Not only cuddlesome pigs, but a gorgeous dog called Ruby who was sent to be shot because she was a failure as a farm dog, hopeless at herding stock, and far keener to interact with humans.
Do you feel a bit of a theme developing here? Last week Gem/Jem, now Ruby. Though the first would be my childhood's black Labrador Tessa, the gun dog who wouldn't retrieve, whose days were at one point similarly numbered.
When we were at Port Arthur we saw a woman wearing an Edgar's Mission t-shirt. Vicki had already suggested a visit, and it was a great way to spend our last day together. We drove there, Vicki at the wheel, me with her new satnav in my hands. At Lancefield we stopped and Vicki shopped, then into a café to have breakfast. It was the best coffee I have had since arriving in Australia, but in the event, we had to change our food order to take-away so we would arrive chez Edgar at the appointed hour.
Edgar's Mission rescues farm animals. There are cows, sheep, rabbits, goats, guinea pigs, some cats, Ruby, a horse or two and, of course, the pigs. Their motto, though that might not be the right word, is If we could live happy and healthy lives without hurting others…why wouldn't we? So no surprise that they embrace veganism and promote understanding of animals' needs.
I have always understood that dogs, omnivores like ourselves, can survive on a vegetarian or vegan diet, but not cats, carnivores whose bodies are designed for meat consumption. However, the cats at Edgar's are obviously healthy, so I asked about their diet. The reply was VeganPet, an Australian brand which I don't think is available in the UK. It has given me pause for thought, and when I get home, I shall check it out. For a long time I have avoided pet food for first Cat, now for MasterB, that has not been endorsed by PETA. My loved and adored pets eating food from animals whose lives have been misery from start to end has always seemed a contradiction.
Throughout the tour Ruby interacted with everyone in the group, and mixed happily with the other animals. The thought that she could have been shot is horrific. Such a great dog.

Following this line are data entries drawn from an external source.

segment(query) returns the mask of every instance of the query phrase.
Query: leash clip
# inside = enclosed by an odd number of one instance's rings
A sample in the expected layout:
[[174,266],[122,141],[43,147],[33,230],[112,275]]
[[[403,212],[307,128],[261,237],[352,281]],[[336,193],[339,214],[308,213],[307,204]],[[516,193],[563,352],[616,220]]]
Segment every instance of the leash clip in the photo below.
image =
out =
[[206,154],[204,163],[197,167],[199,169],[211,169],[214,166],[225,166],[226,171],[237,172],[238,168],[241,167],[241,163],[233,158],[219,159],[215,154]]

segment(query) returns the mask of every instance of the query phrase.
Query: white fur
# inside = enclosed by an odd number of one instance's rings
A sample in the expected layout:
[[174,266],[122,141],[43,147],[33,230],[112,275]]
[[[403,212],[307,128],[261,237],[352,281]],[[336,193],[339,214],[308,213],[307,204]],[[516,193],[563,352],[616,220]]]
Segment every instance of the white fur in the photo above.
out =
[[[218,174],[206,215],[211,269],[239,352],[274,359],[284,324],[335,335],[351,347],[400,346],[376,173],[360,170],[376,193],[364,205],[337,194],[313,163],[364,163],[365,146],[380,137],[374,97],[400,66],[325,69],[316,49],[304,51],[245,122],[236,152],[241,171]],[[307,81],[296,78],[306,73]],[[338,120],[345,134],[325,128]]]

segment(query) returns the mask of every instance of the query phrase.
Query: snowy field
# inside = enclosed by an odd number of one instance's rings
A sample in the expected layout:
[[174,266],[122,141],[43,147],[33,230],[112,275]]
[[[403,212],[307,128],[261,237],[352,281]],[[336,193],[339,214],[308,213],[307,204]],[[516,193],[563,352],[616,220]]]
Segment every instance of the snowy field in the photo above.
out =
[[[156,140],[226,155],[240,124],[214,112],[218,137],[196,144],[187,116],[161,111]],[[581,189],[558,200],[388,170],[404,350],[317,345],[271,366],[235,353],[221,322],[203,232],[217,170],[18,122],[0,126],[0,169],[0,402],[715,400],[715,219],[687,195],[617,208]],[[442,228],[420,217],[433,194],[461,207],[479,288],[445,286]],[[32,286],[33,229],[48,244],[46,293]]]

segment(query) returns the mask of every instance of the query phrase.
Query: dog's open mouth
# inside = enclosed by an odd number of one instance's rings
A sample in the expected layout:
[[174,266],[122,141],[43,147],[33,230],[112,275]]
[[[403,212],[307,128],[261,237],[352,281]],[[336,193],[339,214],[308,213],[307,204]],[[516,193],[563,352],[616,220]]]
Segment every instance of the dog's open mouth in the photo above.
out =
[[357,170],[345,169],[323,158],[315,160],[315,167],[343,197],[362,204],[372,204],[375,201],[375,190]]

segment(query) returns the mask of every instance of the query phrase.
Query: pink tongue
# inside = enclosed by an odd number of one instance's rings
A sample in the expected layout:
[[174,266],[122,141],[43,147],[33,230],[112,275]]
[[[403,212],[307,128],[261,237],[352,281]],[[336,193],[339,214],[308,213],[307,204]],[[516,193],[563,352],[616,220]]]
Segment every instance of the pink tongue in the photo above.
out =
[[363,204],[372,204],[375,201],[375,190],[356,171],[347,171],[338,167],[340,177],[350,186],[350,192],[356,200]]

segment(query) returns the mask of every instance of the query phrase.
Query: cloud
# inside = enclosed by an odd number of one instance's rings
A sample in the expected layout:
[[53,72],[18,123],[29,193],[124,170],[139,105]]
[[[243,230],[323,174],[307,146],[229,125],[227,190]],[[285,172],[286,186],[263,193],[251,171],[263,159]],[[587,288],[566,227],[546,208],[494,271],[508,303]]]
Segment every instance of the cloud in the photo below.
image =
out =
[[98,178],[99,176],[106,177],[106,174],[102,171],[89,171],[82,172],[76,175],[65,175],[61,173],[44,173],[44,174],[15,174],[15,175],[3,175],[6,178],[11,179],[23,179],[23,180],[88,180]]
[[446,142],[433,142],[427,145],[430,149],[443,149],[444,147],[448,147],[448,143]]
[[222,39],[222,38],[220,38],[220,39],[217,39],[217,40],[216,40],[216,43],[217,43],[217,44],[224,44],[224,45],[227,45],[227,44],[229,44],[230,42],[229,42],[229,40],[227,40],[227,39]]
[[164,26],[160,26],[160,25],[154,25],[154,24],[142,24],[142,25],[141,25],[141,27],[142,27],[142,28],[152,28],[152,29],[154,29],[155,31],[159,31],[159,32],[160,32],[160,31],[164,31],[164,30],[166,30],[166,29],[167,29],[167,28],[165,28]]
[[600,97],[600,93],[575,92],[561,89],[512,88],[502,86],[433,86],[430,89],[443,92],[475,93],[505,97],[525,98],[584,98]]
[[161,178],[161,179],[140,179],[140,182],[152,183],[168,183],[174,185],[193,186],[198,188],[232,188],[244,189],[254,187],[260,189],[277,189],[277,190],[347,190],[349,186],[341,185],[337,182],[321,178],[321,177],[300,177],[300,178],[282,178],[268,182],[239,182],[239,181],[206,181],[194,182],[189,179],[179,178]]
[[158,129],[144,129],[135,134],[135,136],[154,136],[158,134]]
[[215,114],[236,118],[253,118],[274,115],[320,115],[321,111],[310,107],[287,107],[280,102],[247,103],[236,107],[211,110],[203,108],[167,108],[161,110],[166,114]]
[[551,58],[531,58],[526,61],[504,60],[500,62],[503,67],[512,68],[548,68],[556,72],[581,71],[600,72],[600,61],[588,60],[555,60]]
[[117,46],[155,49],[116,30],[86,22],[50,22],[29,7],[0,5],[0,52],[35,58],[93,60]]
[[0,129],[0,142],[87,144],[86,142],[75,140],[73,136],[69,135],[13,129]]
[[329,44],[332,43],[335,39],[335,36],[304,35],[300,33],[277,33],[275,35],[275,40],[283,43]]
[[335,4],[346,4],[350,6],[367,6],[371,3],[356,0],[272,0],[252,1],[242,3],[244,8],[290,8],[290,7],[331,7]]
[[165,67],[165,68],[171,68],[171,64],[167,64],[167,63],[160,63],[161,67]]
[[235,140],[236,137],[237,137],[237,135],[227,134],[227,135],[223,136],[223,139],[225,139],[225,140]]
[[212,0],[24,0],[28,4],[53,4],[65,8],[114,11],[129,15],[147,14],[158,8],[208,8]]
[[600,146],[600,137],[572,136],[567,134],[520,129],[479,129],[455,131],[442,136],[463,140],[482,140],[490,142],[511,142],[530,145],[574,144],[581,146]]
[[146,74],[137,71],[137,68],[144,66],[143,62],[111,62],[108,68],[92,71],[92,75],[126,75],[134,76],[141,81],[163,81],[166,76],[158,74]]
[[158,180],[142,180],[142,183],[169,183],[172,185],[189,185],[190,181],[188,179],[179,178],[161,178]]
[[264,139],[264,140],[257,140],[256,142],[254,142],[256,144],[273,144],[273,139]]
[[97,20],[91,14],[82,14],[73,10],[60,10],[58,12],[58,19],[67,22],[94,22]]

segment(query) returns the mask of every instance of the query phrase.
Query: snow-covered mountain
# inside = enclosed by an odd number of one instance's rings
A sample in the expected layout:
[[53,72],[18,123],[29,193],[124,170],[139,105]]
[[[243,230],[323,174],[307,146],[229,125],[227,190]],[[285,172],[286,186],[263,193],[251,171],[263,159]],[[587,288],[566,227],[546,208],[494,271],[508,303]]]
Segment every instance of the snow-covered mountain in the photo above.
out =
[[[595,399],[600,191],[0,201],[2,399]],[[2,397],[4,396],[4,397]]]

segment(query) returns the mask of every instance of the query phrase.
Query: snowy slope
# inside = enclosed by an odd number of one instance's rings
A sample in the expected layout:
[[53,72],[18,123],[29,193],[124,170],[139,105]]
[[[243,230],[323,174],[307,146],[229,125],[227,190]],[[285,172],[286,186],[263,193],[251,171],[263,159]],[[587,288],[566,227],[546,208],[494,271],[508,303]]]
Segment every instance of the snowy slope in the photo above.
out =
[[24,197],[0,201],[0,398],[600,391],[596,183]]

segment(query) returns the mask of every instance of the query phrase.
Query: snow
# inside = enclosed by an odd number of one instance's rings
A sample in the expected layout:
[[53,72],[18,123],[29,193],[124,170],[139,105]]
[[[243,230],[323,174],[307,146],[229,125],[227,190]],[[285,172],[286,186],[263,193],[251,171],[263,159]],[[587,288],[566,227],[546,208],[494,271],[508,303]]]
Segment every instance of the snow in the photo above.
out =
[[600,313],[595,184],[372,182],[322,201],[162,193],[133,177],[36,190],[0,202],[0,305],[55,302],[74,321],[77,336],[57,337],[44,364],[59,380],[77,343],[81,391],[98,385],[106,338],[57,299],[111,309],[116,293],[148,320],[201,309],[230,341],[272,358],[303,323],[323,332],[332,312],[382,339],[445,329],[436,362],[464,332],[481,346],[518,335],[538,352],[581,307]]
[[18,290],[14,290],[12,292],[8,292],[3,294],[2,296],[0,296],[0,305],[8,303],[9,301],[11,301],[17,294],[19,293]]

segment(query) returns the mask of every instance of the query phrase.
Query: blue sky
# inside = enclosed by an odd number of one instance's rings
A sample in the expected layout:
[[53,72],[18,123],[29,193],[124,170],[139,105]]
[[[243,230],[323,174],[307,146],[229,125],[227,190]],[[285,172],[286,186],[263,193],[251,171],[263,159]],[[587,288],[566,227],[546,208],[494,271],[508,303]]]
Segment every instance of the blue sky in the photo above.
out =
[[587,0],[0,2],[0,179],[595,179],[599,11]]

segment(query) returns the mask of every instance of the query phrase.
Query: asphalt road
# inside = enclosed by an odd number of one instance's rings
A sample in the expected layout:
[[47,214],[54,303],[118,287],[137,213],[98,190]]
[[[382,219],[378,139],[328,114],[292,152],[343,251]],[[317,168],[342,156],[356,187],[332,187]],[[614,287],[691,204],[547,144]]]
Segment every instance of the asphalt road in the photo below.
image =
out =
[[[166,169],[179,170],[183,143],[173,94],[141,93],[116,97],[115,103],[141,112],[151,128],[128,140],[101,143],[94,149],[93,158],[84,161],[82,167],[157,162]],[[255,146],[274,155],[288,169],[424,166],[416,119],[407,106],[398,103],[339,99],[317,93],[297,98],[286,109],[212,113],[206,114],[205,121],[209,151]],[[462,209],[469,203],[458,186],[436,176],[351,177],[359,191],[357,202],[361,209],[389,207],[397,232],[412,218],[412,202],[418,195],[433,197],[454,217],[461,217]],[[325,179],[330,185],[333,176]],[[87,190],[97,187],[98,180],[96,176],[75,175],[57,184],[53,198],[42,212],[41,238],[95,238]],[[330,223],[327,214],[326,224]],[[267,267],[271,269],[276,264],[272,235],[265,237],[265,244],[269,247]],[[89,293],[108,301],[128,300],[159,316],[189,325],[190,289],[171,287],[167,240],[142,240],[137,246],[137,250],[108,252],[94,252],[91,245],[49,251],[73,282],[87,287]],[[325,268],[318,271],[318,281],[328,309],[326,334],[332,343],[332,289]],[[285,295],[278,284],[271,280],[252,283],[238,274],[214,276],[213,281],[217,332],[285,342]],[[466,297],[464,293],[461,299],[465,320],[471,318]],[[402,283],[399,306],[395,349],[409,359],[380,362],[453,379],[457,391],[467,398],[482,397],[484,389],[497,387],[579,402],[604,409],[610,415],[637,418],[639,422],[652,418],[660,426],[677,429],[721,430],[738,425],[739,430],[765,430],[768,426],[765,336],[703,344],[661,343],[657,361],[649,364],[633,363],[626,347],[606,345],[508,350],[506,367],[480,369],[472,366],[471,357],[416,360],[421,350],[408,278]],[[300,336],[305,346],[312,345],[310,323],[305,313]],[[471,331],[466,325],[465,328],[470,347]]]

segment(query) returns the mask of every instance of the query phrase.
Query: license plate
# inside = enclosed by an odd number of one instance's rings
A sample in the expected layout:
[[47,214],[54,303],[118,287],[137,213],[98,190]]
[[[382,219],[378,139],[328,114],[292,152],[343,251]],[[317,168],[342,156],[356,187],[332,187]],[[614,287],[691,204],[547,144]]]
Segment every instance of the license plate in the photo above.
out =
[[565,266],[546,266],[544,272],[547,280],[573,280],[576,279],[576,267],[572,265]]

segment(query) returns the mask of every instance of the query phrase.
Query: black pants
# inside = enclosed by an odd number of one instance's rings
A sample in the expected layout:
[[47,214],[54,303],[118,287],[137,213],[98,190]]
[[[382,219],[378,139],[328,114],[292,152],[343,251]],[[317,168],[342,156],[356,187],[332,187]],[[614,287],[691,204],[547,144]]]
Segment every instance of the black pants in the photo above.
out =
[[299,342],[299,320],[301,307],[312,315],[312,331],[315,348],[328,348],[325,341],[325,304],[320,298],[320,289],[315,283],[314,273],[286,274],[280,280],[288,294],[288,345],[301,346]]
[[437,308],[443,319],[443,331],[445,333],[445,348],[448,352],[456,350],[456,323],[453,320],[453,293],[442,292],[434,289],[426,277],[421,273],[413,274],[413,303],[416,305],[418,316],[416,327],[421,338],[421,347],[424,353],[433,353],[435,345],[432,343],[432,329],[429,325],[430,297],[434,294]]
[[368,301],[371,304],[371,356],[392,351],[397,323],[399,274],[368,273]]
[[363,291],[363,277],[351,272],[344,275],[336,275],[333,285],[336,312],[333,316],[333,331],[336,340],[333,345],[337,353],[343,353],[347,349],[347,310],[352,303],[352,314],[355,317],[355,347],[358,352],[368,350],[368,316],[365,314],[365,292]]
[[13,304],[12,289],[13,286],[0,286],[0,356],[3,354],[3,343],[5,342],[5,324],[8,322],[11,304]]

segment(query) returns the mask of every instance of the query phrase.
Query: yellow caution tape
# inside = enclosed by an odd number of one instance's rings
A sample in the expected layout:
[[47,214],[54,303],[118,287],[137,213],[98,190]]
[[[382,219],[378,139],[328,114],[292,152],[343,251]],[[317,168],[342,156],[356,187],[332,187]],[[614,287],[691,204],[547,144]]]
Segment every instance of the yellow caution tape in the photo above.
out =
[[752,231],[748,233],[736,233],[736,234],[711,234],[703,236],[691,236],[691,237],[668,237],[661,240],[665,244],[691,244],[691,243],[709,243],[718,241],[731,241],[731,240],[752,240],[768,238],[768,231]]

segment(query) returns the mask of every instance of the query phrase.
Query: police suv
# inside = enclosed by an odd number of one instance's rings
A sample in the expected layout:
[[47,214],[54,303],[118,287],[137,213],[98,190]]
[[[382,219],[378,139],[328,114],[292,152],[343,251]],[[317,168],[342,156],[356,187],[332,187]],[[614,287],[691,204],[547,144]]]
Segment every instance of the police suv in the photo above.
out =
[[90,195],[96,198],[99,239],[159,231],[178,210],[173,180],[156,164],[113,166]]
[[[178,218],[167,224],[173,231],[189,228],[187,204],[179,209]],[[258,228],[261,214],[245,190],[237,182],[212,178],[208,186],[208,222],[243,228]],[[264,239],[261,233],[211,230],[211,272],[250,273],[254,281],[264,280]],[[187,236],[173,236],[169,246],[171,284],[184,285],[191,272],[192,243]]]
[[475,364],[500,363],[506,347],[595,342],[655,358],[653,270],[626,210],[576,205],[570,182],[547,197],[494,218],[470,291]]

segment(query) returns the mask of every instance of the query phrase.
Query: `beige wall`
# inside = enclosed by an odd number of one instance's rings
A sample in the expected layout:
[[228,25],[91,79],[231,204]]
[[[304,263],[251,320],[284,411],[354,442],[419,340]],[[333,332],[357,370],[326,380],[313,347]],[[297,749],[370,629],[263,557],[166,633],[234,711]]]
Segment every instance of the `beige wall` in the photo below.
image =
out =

The reason my jeans smelled so strongly of pig by the end of our visit was, though it seems boastful to say so, that I was a bit of a hit with one of the resident porkers who rubbed himself enthusiastically against my legs and then, as Vicki and I scratched him and rubbed his sides, tilted over for an extensive tummy rub. If you're unimpressed, let me tell you that Kyle, who showed us around, said that particular pig never rolls over for tummy rubs.
One sheep was reduced to state of eyes-closed bliss by another visitor massaging her back. The goats, hens, sheep and cows recognised a visiting group as a source of food and gave us a good welcome. Just before we left it began to rain, then hail. We took shelter in the pig barn, then headed over to the shop to spend money in a good cause.
So the last bits of my pre-Sydney packing are delayed while porcine aromas are washed from my clothes, because, although I don't think it's a bad smell, it belongs more to the country than the city.